As many Americans have returned home from clubs abroad to play in NWSL this season, including U.S. national team pool members Christen Press, Yael Averbuch, Whitney Engen and Meghan Klingenberg, to name a few, one experienced American abroad comes home only to run her summer soccer camps before returning to Europe, where she has built a successful career, both at the club and international level.
Fiona O’Sullivan grew up in Northern California and played four years at the University of San Francisco. A forward, she was drafted by the Chicago Red Stars in 2010 but went to Europe instead.
“I felt I had better opportunities in Europe—for multiple reasons it was a complete fit,” she said. “I just have seemed to find really good situations so far over in Europe. I really enjoy the culture over there and in terms of playing for my national team; it’s also been a favorable situation—very close. Another thing that has kept me away from the States—one of the main reasons—I have a soccer school that I do in the summer. The U.S. league runs straight through the summer so I’m not really able to do that, but whereas in Sweden, France, England, they have a break where I can go home.”

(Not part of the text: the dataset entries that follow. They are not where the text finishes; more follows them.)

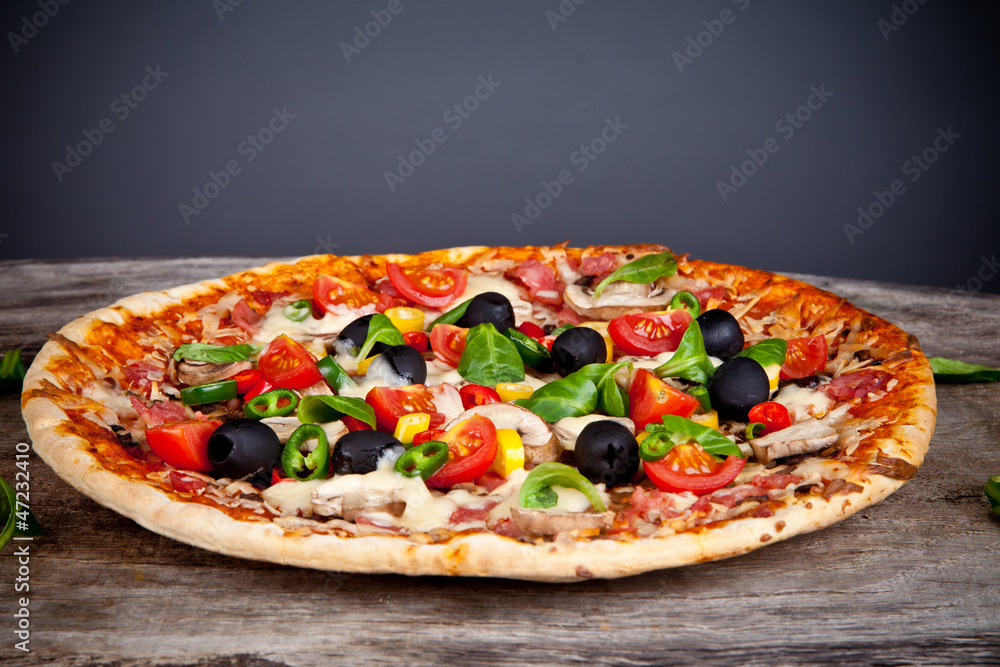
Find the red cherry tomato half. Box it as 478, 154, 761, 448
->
458, 384, 501, 410
778, 336, 829, 380
430, 324, 469, 368
608, 308, 691, 356
427, 415, 497, 488
257, 335, 323, 389
517, 322, 545, 340
642, 443, 746, 496
628, 368, 700, 433
750, 401, 792, 435
386, 262, 469, 308
313, 275, 385, 316
365, 384, 444, 433
146, 419, 222, 472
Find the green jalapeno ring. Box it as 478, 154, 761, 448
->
281, 424, 330, 482
243, 389, 299, 419
393, 440, 448, 480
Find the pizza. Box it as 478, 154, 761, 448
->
22, 244, 936, 581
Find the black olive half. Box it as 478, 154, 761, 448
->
573, 419, 639, 487
456, 292, 514, 333
698, 308, 743, 359
552, 327, 608, 377
333, 431, 406, 475
708, 357, 771, 421
365, 345, 427, 387
208, 419, 282, 479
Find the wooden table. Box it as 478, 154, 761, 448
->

Since going abroad, the 27-year-old has played professionally for two years in Sweden (AIK and Pitea), then a year in France (ASJ Soyaux) before spending the last two seasons in Germany with Freiburg. Freiburg finished eighth of 12 teams with 7 wins 4 ties and 11 losses in the recently completed 2013-14 Frauen-Bundesliga season. O’Sullivan scored 6 goals with Freiburg, including a hat trick versus BV Cloppenburg in a 7-2 victory. (Also at Freiburg last season were two American defenders: Chioma Igwe, who played collegiately with the University of California and Santa Clara before joining Boston and Chicago in WPS, and Jenista Clark, who played at the University of Minnesota and briefly with Sky Blue FC in WPS before heading to Germany.)
O’Sullivan was happy playing in Germany but will play in her fourth European nation after joining Notts County of the English FAWSL during their summer break.
“It’s been a really great experience, a great city [Freiburg is located in Southwestern Germany, in the legendary Black Forest] and a well-run club,” O’Sullivavn said. “I wish I could have stayed longer but I feel that I got a really good opportunity at Notts County in the English FA.” She signed until the end of the season, “then we’ll discuss after the season is over what I do from there.”
She is joining Notts County this week and will play with Canadian international midfielder Desiree Scott, who last season was such a force with FC Kansas City, and Australian international defender Danielle Brogan, also a mid-season acquisition.
O’Sullivan is involved in the U.S. soccer scene as she returns every summer for her Fiona’s Soccer Camp in Marin County, California, which she started as a 17-year-old, after graduating from high school, and is now in its 11th year. She holds three or four different sessions each summer, with about 60 kids each week.
“I really enjoy spending time with kids, coaching them and sharing what I have learned,” she said. “I feel that I couldn’t have gotten where I am today without my community, who helped coached me, so it’s an element of making sure I continue that teaching environment in the community.”
When asked if she plans on returning to the U.S. to play professionally, O’Sullivan said, “I definitely feel that it could still be an option. It’s a possibility in the future; I’ve stayed in contact with a couple of clubs but we haven’t found a mutually beneficial situation. But I’m not totally ruling it out.”
O’Sullivan is a full international, having joined the Republic of Ireland when former coach Noel King brought the team to Indiana in the summer of 2009 for two months of training ahead of 2011 Women’s World Cup qualifying. She tried out—qualifying through her Irish-born father–and made the team at that time and since then has won over 30 caps with 12 goals.
O’Sullivan has started six of seven 2015 UEFA Women’s World Cup qualifiers to date, with two goals scored. The Irish approach towards their diaspora has been to find a few top quality players rather than to recruit the balance of the team around them (as Greece and Turkey have done in the past): the latter approach would not only break budgets but would take away the focus on developing the youth at home, many of whom play Gaelic football.
Mary Therese McDonald (formerly of the University of Illinois) and Shannon Smyth (formerly of the University of Louisville) are also dual American/Republic of Ireland passport holders who play for Ireland, who sit third in UEFA’s World Cup Qualification Group A with three games left. The Irish are 5 points behind second-place Russia and 13 behind leaders Germany, and have still never qualified for a World Cup. Over the past half-decade, they have been much more competitive than in the past, thanks in part to selective recruitment from their diaspora, such as European league veteran Fiona O’Sullivan.